Die Drohne hat Licht an Bord

Zano ist ein 6,5 x 6,5 cm großer und 70 Gramm schwerer Quadrocopter mit einer HD-Kamera, die Fotos und Videos mit einer Auflösung von 5 Megapixeln aufzeichnet. Die Flugzeit mit einer Akkuladung beträgt etwa 5 bis 10 Minuten, die Reichweite 15 bis 30 Meter. Damit Zano auch bei wenig Licht Aufnahmen machen kann, gibt es eine Matrix aus 8 x 8 Leuchtdioden (LED), die weiß oder farbig leuchten und als Blitz- oder Videolicht dienen.

  • Der Mini-Quadrocopter Zano soll Fotos und Videos im Flug aufnehmen. (Foto: Torquing)
  • Gesteuert wird das UAV per Smartphone - über Schaltflächen oder indem das Gerät gekippt wird. (Foto: Torquing)
  • Es gibt Zano in Schwarz ... (Foto: Torquing)
  • ... und Weiß. (Foto: Torquing)
  • Transportiet wird das Fluggerät in einer speziellen Box. (Foto: Torquing)
Der Mini-Quadrocopter Zano soll Fotos und Videos im Flug aufnehmen. (Foto: Torquing)

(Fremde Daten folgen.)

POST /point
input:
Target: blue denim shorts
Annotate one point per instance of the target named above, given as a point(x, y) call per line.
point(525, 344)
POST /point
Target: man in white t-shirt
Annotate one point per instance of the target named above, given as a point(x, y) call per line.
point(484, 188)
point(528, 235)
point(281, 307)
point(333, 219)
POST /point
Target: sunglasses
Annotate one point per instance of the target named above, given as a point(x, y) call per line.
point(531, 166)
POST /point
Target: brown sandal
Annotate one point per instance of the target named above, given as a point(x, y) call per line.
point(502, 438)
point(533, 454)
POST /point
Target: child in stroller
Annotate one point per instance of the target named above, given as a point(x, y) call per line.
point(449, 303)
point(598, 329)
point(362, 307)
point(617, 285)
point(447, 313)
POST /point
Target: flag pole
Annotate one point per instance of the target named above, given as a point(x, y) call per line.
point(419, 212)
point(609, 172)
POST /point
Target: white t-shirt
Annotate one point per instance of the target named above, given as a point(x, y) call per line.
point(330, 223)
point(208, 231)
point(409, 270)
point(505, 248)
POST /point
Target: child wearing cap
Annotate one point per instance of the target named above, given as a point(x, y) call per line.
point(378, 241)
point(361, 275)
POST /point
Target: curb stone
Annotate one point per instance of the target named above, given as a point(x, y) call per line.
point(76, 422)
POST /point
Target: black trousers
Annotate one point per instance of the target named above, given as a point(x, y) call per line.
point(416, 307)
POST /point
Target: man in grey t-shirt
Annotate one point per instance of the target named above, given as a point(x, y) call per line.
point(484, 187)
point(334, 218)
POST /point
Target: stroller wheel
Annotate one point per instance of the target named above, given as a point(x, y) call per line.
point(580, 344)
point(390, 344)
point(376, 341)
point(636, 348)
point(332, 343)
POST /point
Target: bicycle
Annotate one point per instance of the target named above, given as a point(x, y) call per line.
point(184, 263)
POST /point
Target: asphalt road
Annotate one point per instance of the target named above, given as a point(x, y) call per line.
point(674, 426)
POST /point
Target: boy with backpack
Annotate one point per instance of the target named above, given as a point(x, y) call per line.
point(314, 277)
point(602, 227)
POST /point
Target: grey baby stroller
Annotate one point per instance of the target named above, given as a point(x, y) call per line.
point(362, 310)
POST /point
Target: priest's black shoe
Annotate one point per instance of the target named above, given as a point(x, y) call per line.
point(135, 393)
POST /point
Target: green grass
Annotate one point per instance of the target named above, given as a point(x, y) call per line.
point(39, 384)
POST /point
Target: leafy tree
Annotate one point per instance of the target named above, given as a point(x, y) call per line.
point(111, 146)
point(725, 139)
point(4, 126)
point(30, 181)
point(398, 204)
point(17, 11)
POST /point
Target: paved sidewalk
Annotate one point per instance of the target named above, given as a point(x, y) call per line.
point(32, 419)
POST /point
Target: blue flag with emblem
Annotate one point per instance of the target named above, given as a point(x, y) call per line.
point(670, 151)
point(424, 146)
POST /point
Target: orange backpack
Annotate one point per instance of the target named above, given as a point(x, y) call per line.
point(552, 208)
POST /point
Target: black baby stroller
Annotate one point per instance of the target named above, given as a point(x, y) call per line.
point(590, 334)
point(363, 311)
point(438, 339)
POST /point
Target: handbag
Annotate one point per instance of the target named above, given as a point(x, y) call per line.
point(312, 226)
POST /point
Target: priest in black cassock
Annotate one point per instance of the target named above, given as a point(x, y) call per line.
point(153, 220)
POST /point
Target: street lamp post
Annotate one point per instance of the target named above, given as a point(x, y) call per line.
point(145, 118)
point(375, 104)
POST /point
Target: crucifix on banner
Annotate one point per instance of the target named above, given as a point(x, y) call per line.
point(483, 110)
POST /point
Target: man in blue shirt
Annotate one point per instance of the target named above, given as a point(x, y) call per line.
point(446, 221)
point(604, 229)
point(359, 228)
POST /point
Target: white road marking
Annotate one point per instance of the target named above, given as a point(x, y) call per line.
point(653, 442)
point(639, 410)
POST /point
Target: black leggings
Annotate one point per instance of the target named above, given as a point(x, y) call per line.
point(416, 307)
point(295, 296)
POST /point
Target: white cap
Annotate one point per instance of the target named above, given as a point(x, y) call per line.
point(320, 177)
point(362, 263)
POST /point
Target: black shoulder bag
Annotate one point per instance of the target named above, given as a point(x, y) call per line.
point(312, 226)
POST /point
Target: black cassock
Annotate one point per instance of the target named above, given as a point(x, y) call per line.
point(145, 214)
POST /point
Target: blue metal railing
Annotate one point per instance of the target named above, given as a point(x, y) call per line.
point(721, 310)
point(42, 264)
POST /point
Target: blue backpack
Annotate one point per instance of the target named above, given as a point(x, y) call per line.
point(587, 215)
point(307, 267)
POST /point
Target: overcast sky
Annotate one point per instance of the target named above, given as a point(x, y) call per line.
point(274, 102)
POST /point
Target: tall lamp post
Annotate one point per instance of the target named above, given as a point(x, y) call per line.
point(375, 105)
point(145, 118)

Gesteuert wird Zano per Smartphone-App - die Datenübertragung erfolgt über WLAN (802.11b/g/n, 2,4 GHz). Die App gibt es für Android, iOS und Windows Phone 8.1. Sie sei derzeit allerdings noch in einem Betastadium, berichtet ein Zano-Besitzer dem US-Techniknachrichten-Angebot Ars Technica. Er hatte seinen Copter persönlich bei Torquing abgeholt. So funktioniere etwa die GPS-Funktion noch nicht.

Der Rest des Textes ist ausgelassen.